Ci siamo abituati. In Italia la FIDS ha per lungo tempo impedito ai nostri atleti di partecipare alle competizioni che si svolgevano in Inghilterra, e in altri paesi, per motivi sostanzialmente legati a conflitti economici e faide tra giudici e maestri. Poi è giunto il commissariamento e le cose sono cambiate, ma ogni federazione continua ad avere una lista di gare a cui gli iscritti possono partecipare: se si esula da questo elenco e si gareggia in eventi approvati da altre federazioni si viene puniti, al di là di ogni motivazione.
E’ di questi giorni la notizia che ad alcuni dei nostri ballerini iscritti alla WDSF sono state  chieste spiegazioni, in genere prodromo della sospensione, per aver gareggiato agli ultimi campionati WDC di Eurodisney.
Ma le rivalità e i campanilismi non conoscono confini geografici: l’8 dicembre Matthew Rooke e Anna Longmore che nella categoria Standard occupano la prima posizione in Australia e la quindicesima nel mondo, sono stati cacciati durante la gara 66th Australian DanceSport Championships che si è disputata nella Hiense Arena a Melbourne, in Australia.
Quale il motivo di un’azione così dura e plateale? Stando ai giornali e alle televisioni australiane che, pur imbarazzati, hanno puntualmente riportato la notizia (che da noi sarebbe stata come sempre ignorata), sembra che Anna Longmore durante il ballo d’onore indossasse sul vestito regolamentare una fascia gialla, colore simbolo di “Freedom to dance”.
La coppia aveva deciso di esibire un segno di riconoscimento del movimento a favore della libertà della danza, per solidarietà nei confronti di alcune coppie escluse dalla gara per aver in precedenza gareggiato al London Ball, competizione non registrata nel calendario WDSF.
Freedom to dance” è nato come pagina di Facebook nel 2010, ad opera del ballerino e maestro inglese Richard Gleave. Oggi è un gruppo aperto che conta 4663 membri, tutti ballerini amatori e professionisti, che credono nella libertà di danza intesa come autonomia responsabile nel giudicare, organizzare e insegnare. Libertà che si fonda sulla correttezza e sull’integrità, ed anche sui diritti umani. “Quando è necessaria la forza per impedire alla gente di ballare, i diritti umani sono violati”, si legge sulla pagina di Facebook.
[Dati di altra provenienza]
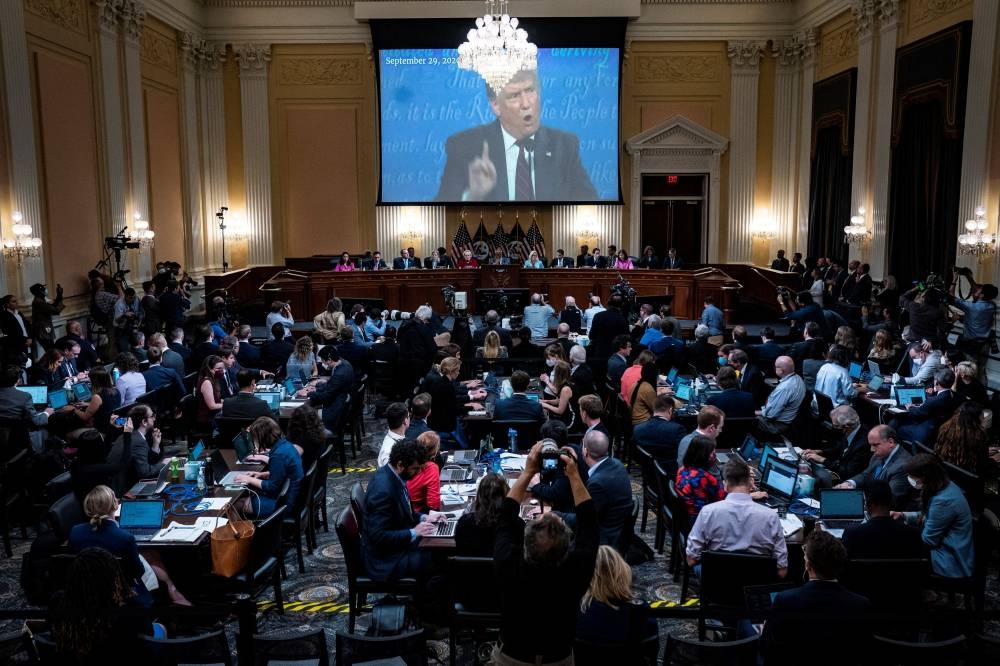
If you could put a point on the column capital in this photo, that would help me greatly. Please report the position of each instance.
(888, 14)
(108, 13)
(864, 17)
(746, 54)
(253, 57)
(133, 13)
Tutti noi sappiamo che nella danza sportiva, come in tutti gli sport, vigono regole precise a cui attenersi, anche per l’abbigliamento, ed è giusto che sia così. “Sia per gli abiti che per gli accessori degli atleti, come decorazione non è mai concesso l’uso di simboli con riferimenti religiosi, politici o offensivi della pubblica morale”, recita il Regolamento attività sportiva federale. Le norme omogeneizzano e standardizzano comportamenti e danze. Ma in questo caso non c’entrano niente.
Quello che è stato punito è il gesto di ribellione della coppia di atleti nei confronti di una decisione federale: un gesto silenzioso e pacifico rappresentato da quel colore giallo con cui esprimere disappunto per esclusioni ingiuste.
Il presidente della federazione Australiana Don McRobert, dopo lo spiacevole episodio, sembra abbia cercato di rimediare dicendo: “dobbiamo adoperarci tutti insieme al fine di raggiungere una soluzione pacifica dei problemi affinché questo non avvenga più in futuro.”
Come si legge sulla pagina di “Freedom to dance”: “So Dancers do not be afraid! You have the freedom and right to dance. You have the power! Together we can change it!”. Ce lo auguriamo davvero.